1889 - 1947
Dutch painter and master art forger. His talent for drawing and painting is discovered at a young age. In 1913 Van Meegeren establishes himself as a painter in The Hague, where he wins many commissions for portraits. Some of his drawings find their way to Dutch homes.
His first forgeries date to 1923 – two portraits in the style of Frans Hals. It is possible that financial gain form a major motive: Hals is very popular at the time. But Van Meegeren's use of modern materials is tell-tale, and the works are soon disclosed as forgeries. The identity of the painter remains a secret, however.
In publications Van Meegeren testifies to a preference for traditional figurative art and shows himself adverse to the 'moderns'. This results in a conflict with part of the art circle in The Hague and may have initiated his leaving for the South of France in the company of his then wife. In France Van Meegeren creates his most famous forgery – a version of the Men of Emmaus, attributed to Vermeer. The sale of this and other forgeries brings him millions of guilders.

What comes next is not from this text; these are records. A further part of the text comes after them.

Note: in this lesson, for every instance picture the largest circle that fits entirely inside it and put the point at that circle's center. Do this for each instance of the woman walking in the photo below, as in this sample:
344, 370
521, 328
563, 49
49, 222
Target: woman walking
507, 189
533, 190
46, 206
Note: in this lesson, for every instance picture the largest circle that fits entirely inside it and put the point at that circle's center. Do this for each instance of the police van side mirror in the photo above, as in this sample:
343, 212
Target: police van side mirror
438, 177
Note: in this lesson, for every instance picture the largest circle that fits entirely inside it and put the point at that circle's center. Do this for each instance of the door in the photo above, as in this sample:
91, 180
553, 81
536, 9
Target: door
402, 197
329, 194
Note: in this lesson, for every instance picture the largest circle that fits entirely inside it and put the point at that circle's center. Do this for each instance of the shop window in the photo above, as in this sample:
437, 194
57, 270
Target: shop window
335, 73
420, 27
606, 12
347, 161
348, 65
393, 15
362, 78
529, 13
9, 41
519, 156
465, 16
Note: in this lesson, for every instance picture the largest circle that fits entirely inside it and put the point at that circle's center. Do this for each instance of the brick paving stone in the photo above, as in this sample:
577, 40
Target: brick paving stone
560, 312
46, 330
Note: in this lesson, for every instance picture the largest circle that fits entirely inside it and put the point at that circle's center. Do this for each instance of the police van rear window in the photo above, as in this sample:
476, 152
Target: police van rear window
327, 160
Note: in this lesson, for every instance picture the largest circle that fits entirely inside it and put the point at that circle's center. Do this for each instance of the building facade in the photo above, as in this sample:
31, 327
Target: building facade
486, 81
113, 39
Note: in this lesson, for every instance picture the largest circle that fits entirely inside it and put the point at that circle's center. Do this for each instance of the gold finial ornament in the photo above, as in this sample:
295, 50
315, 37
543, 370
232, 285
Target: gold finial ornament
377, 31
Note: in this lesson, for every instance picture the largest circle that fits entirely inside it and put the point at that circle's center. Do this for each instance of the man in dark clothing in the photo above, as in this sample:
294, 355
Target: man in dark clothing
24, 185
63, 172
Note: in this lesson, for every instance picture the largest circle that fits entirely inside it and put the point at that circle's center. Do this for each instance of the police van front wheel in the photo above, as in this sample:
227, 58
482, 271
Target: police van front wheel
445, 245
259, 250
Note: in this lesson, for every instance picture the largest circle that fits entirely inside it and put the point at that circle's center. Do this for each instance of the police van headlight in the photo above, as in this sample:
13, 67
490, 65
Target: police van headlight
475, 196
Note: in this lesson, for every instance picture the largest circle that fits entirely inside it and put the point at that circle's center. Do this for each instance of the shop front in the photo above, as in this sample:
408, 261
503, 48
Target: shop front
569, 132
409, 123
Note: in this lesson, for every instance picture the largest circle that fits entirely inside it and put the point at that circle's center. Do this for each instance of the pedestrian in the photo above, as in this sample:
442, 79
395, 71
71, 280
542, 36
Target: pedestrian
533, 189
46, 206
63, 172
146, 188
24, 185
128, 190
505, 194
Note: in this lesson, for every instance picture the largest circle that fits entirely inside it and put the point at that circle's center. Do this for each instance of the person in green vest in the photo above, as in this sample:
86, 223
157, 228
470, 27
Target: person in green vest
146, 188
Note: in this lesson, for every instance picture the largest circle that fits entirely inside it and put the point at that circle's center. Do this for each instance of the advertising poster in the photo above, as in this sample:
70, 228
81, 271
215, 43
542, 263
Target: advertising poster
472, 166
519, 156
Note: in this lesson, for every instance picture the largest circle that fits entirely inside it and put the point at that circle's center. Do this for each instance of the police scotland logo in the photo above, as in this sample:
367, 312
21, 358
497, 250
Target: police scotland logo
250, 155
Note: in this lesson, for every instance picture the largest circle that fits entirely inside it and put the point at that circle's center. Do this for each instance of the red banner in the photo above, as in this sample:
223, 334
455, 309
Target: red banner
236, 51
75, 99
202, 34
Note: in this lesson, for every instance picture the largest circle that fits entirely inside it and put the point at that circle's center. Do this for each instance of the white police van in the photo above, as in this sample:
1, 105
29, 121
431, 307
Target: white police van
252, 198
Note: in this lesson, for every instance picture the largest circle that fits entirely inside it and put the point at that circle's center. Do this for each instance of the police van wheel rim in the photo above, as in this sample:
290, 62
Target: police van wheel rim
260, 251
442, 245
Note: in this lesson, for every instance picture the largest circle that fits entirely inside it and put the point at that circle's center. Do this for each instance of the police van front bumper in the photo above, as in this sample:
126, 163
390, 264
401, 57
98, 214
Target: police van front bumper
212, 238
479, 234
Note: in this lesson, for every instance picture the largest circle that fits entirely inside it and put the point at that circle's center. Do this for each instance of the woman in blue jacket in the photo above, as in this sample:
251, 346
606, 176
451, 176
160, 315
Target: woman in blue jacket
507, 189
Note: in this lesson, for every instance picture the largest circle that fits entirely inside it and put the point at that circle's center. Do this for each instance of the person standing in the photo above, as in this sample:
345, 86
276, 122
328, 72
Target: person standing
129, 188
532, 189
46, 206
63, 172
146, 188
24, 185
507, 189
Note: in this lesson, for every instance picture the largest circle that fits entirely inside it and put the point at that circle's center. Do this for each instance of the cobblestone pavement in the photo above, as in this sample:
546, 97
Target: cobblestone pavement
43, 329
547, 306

In 1939 Van Meegeren returns to the Netherlands. During the Second World War he maintains relations with art dealers never discontinuing the trade. In 1943 one of his forgeries is sold to Hermann Goering. After the war investigations into the sales of Dutch cultural heritage and thus illegal trade finally lead to Van Meegeren. Now considered a traitor Van Meegeren decides to disclose the fact that he is the creator of this and many other paintings. To prove his point, Van Meegeren paints a 'Vermeer' from his cell.
A bit of hero now, Van Meegeren is sentenced to one year in prison in November 1947. He suffers a heart attack soon after hearing the verdict and dies in hospital, never serving his sentence.